Out of all of the associations working today to help veterans with A&A, AAWV, is the best at getting veterans approved. However, they are also severely restricted in the financial recommendations that they make. This is a Catcha 22. If you get overly involved and start looking at what investments are recommended, you cross the line and become a financial advisor.
If you get under-involved, you might get lumped into a case where your relationship with AAWV and your other A&A advisors means you were careless in the level of access you allowed these associations within your facility and by association are guilty and liable. If you dont have a plan detailing how you will respond to a class action suit and how you will mitigate this risk in the interim, I firmly believe you and your organization are foolish.
I used to work as an AAWV "Professional Member" but left on my own due to what I felt was an ethical conflict of interest... Management changed, and I was going to be forced to recommend investments that I knew were sub-par for what the average independent financial advisor would recommend. I was further constrained by their internal policies, because they would not let me make recommendations on more appropriate investment products- even when I volunteered to donate 50% of the commissions for those products to AAWV!
Instead, I recommend becoming a VA Accredited financial advisor, pairing up with the most ethical estate planning/trust attorney you know (you could probably find one on the VA Accredited Attorney list) and doing this as an independent financial advisor with an investment company that does not require that you sell only their financial products. If you are smart, you will attend an AAWV seminar at a facility, take copious notes about how they are selling, and go through the process as if you are a concerned son/daughter looking to have your modestly wealthy parent move into the facility ($500K in an unqualified investment account & a $750K home that is paid off will get them motivated to meet and work with you). You're looking at an investment of more than $5K to get a comparable operation up and running (projector, screen, presentation with audio, etc). But that should pay off quickly if you have good ethics and decent salesmanship skills.

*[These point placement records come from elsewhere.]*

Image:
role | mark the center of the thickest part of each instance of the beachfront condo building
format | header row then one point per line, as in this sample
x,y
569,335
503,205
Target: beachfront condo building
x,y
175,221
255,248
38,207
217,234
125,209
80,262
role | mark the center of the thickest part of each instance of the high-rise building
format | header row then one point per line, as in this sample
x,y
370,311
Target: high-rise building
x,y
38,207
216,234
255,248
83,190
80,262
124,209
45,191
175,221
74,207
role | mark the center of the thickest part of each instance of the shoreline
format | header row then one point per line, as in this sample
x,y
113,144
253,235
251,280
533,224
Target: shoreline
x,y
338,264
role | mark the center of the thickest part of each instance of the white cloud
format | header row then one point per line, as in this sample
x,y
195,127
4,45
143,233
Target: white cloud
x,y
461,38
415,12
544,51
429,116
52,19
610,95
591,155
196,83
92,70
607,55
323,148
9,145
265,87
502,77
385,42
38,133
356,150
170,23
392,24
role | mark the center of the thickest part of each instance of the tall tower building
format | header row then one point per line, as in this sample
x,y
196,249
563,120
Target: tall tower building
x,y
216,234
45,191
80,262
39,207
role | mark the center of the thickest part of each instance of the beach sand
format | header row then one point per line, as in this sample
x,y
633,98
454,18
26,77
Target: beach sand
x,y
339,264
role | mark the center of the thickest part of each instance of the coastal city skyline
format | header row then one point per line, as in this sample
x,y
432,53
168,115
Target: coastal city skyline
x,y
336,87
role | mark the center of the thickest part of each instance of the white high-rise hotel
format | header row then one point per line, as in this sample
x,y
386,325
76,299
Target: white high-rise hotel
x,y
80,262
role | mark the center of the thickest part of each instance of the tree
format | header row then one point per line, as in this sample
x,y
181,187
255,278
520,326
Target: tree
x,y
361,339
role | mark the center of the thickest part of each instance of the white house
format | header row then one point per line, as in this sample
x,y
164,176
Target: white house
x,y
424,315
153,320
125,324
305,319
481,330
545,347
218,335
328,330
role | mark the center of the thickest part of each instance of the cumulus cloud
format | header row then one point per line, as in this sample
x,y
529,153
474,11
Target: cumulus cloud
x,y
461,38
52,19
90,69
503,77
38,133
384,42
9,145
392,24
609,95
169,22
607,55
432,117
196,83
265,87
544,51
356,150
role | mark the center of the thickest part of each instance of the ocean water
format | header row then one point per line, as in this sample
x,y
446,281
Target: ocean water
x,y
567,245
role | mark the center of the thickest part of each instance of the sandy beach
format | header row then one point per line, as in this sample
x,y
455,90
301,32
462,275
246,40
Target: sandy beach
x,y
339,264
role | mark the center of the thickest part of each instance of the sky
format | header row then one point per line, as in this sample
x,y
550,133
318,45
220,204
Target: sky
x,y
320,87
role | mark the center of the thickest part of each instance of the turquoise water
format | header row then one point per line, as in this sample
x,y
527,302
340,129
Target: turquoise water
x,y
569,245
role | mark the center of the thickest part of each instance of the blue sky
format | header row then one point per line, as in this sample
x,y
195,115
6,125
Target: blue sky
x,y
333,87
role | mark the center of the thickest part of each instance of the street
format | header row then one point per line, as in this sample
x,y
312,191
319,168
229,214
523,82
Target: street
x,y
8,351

To be clear: If you have a Series 7, you won't be able to use it with AAWV or their insurance affiliate (with the possible exception of Michigan which is over-run with these guys). Series 6 reps: You won't really be able to use yours either, but chances are that you are the despicable low-fruit/high-commission unethical/captured insurance-slinging idiots AAWV is looking for. May God have mercy on your soul, cause if I run into you in a public setting I sure-as-Hades will not.